Talvez alguns não saibam e outros já não se recordem. A uns e a outros, vale a pena chamar a atenção: nas últimas oito eleições presidenciais nos EUA, só por uma vez o candidato do Partido Republicano obteve a maioria do voto popular.

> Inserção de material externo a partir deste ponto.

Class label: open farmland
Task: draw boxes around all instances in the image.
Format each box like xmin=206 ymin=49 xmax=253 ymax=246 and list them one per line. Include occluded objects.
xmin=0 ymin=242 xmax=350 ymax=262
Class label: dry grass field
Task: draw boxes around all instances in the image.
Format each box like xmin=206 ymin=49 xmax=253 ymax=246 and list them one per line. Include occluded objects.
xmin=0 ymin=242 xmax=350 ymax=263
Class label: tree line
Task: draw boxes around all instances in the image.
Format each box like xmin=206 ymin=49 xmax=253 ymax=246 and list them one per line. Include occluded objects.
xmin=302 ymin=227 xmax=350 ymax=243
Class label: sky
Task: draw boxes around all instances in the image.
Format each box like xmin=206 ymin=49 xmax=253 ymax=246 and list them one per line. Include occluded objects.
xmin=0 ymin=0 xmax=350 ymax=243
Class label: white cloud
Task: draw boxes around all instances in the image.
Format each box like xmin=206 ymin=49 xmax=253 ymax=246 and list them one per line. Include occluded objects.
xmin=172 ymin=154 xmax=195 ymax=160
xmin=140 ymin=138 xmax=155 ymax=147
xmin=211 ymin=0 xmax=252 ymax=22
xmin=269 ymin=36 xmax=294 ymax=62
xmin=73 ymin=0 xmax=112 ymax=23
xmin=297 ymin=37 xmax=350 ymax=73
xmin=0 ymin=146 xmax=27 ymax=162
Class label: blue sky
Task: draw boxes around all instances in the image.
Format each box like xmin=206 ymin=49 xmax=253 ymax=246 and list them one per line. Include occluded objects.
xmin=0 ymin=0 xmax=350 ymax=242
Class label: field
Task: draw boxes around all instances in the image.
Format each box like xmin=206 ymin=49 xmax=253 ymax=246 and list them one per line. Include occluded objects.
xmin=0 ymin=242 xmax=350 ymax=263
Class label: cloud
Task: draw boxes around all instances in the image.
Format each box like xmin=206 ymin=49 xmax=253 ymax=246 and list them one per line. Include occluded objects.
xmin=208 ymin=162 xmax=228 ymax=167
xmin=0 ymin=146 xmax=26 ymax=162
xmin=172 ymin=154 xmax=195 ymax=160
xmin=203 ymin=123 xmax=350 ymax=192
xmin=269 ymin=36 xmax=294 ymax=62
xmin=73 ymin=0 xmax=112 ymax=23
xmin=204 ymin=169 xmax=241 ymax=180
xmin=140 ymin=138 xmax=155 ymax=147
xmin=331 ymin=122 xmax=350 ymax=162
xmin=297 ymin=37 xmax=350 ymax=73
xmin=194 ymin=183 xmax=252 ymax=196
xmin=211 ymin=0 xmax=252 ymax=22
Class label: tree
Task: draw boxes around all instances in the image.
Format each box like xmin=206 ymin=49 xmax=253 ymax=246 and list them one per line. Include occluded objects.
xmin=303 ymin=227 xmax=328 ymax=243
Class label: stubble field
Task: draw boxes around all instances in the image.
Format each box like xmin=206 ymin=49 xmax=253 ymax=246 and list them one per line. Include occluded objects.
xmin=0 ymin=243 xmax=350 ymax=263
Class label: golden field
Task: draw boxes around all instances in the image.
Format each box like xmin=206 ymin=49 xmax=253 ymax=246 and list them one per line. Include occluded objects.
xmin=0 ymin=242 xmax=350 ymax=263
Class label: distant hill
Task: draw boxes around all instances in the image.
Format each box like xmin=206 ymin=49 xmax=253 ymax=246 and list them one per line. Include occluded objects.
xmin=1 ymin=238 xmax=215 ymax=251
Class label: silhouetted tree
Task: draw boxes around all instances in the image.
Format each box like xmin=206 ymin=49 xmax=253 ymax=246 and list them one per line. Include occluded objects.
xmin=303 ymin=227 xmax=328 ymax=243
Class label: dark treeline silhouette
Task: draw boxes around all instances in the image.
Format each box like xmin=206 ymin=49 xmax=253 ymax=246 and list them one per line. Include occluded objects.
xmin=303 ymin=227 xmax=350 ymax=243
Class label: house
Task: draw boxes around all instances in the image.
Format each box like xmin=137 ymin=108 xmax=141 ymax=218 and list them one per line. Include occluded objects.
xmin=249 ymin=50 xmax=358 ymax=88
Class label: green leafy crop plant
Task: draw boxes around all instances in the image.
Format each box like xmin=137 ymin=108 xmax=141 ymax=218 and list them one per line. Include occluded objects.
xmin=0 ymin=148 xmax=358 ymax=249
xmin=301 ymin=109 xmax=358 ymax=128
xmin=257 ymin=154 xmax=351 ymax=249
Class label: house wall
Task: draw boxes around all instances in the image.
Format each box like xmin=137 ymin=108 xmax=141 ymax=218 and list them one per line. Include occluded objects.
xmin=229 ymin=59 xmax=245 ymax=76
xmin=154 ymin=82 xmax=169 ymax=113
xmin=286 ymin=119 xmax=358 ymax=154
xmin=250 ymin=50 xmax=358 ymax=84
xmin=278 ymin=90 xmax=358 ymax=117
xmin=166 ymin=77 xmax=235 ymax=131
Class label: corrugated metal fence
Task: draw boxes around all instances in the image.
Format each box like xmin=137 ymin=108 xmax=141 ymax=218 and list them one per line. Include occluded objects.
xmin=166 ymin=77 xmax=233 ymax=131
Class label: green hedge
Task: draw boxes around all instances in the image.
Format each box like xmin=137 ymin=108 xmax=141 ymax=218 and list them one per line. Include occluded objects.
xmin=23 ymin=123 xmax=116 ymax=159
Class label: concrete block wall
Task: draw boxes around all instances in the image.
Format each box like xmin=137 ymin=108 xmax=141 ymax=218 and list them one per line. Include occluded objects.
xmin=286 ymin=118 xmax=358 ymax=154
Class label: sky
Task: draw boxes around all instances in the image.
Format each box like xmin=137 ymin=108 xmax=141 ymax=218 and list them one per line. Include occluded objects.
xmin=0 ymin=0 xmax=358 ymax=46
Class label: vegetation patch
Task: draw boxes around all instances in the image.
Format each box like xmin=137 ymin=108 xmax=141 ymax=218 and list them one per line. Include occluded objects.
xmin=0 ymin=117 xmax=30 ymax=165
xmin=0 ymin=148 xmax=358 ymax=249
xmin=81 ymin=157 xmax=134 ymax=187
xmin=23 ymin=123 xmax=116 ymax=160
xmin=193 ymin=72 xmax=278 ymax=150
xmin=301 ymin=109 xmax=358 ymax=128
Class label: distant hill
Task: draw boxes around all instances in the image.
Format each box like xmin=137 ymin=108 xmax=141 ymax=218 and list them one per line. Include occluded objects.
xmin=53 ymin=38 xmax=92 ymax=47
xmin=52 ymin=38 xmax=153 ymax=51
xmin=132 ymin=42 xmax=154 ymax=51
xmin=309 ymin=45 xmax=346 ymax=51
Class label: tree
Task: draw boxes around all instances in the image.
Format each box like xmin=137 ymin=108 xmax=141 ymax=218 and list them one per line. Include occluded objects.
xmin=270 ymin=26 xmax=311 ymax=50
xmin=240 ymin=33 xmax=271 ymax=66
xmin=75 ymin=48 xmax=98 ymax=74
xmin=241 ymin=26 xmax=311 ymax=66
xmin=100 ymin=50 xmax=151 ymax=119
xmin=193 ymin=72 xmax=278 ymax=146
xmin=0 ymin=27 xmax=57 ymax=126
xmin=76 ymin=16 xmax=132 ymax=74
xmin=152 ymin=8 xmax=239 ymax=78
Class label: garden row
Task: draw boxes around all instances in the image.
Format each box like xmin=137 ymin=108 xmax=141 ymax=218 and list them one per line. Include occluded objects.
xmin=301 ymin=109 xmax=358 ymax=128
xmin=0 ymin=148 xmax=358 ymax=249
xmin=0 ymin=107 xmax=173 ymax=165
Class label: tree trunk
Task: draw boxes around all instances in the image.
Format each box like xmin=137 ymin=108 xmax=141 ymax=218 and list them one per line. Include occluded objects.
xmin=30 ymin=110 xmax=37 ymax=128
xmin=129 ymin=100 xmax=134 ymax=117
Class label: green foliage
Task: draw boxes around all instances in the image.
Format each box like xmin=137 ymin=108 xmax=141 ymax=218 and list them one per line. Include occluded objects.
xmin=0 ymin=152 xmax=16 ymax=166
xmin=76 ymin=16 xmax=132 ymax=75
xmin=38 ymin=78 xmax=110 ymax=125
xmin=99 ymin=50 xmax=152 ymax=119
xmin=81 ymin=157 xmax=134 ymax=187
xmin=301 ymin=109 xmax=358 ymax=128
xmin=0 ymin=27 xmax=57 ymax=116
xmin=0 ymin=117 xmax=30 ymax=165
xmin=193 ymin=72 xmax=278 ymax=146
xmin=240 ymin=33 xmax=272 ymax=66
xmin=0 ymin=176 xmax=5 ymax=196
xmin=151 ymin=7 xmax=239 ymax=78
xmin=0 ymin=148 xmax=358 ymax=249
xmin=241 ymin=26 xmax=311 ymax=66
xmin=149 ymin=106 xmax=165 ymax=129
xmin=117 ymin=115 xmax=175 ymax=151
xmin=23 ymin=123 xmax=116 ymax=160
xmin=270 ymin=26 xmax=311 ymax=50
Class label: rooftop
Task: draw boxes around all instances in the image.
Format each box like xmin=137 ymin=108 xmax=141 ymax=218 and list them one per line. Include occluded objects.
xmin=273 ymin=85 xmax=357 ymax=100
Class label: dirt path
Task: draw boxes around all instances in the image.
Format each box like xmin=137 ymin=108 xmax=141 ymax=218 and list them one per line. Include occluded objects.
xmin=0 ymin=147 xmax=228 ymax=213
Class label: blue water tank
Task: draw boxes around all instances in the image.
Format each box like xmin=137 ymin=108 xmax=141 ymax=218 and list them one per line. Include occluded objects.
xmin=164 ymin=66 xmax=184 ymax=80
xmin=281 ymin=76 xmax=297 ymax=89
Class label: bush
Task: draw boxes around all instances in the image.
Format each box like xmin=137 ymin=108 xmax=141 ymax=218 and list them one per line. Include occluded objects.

Aconteceu com George W. Bush, em 2004.

 

As restantes foram assim.

1992
Clinton: 44,9 milhões de votos (43%)
Bush: 39,1 milhões de votos (37,4%)

1996
Clinton: 47,4 milhões de votos (49,2%)
Dole: 39,2 milhões de votos (40,7%)

2000
Bush: 50,4 milhões de votos (47,9%)
Gore: 50,9 milhões de votos (48,4%)

2008
Obama: 69,5 milhões de votos (52,9%)
McCain: 59,9 milhões de votos (45,7%)

2012
Obama: 65,9 milhões de votos (51,1%)
Romney: 60,9 milhões de votos (47,2%)

2016
Trump: 62,9 milhões de votos (46,1%)
Clinton: 65,8 milhões de votos (48,2%)

2020
Biden: 81,2 milhões de votos (51,3%)
Trump: 74,2 milhões de votos (46,8%)

 

Irá esta tendência acentuar-se?

Poderá Trump alcançar aquilo que não conseguiu em 2016 e 2020?

O interesse aumenta à medida que prossegue a contagem decrescente para a eleição de 5 de Novembro.